Burlington and Cone gel to form ITG
Home & Textiles Today Staff -- Home Textiles Today, March 22, 2004
International Textile Group (ITG) has been formed by the combination of Burlington Industries with the acquisition this month of Cone Mills by Wilbur L. Ross. The combined companies have revenues of $900 million.
At the same time, Ross announced that Burlington House, Cone Jacquards and Carlisle, the finishing and dyeing subsidiary of Cone, will be merged into ITG's newly formed Home Furnishings Business.
Ross said the company is searching both internally and externally for a president to run the newly formed home furnishings group.
On the corporate level, Joseph Gorga, who had been president and CEO of Burlington, was named president and CEO of ITG. Ross is chairman of ITG. Gary Smith, formerly Cone's executive vice president and chief financial officer, was named chief financial officer of ITG. John Bakane remains CEO of Cone Mills Denim.
ITG also is the majority owner of Nanotex, which operates the specialty chemical business.
The various divisions will operate from a single headquarters in Greensboro, N.C., "if local authorities provide the requested incentives," Ross said.

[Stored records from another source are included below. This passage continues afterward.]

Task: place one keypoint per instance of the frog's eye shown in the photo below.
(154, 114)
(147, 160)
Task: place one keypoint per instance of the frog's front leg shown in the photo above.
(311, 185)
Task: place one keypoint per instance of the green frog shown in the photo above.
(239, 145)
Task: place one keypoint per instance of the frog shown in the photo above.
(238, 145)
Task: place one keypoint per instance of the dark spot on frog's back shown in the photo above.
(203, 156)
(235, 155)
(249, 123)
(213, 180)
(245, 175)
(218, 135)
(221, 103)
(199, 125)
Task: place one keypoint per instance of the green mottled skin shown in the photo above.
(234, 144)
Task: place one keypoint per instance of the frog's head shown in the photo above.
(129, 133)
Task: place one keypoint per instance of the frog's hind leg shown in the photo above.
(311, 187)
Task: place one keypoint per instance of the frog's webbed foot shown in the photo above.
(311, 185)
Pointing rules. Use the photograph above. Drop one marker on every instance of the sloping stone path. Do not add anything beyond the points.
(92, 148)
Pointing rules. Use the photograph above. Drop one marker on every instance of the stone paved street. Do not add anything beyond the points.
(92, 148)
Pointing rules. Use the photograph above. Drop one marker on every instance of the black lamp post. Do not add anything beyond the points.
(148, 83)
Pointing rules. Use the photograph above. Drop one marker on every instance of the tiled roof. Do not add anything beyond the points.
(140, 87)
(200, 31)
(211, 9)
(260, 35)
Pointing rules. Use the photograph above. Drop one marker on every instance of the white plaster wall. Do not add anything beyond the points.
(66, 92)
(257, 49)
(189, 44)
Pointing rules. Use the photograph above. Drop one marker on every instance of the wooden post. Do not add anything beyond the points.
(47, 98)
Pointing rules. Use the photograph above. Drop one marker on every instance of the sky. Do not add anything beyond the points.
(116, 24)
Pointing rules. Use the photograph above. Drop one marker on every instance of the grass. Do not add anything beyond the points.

Currently, the Burlington and Cone units are separate and are occupied under short-term leases.
In a conference call last week, Ross outlined his overall objectives for the company: upgrading the technical and design capabilities of the divisions; increasing the branding awareness of the Burlington and Cone names; lowering production costs and developing a strategy to survive and grow.

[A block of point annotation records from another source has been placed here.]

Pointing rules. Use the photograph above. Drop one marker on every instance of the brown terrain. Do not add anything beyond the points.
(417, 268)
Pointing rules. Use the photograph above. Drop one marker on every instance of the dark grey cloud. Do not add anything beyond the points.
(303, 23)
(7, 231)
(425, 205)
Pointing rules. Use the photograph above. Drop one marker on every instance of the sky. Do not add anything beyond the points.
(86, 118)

For the Home Furnishings Business, Ross sees opportunities in vertical integration. "There are six layers of overhead, our goal is two."
Each of the units in the merged Home Furnishings Bus-iness have specific strengths in jacquards, Ross related, and there are product synergies. Burlington's strength is in windows, top of the bed, contract and mattress fabrics. Cone's strength is in residential upholstery fabrics with looms that go up to 130-inches wide as well as a differentiator — the ability to create repeats as large as a king-sized bed.
At Burlington, said Gorga, "There is a big investment and commitment for the contract business. And we're getting there with a lot of product" to comply with the flammability regs. "We're in a position to invest in people and technology." As for Cone, Gorga added that its strength is in the "high-end, small lots with fashion work in colors and constructions."
As for Carlisle, the division is working on innovative finishes and new dye stuffs, Bakane said. Coming up, he added, is an emphasis on digital printing "on the front end of fabric production."
Discussing the global textiles situation, Ross said, "I hope Bush will look for a temporary respite for textiles as happened for steel. The textile industry is not remotely ready for the lifting of quotas altogether."
Ross also pushed for "a NAFTA-friendly Central American agreement." He is personally visiting China "to talk about what opportunities there are that make some sense and are consistent with our overall objectives."
Ross sees ITG as hitting the billion-dollar mark in revenues soon. Capital, he said, is available for the business and, "We will promote technology throughout our lines." The combined companies today, he pointed out, have debt of $75 million, compared with the $1.5 billion total for the two companies when each filed for bankruptcy.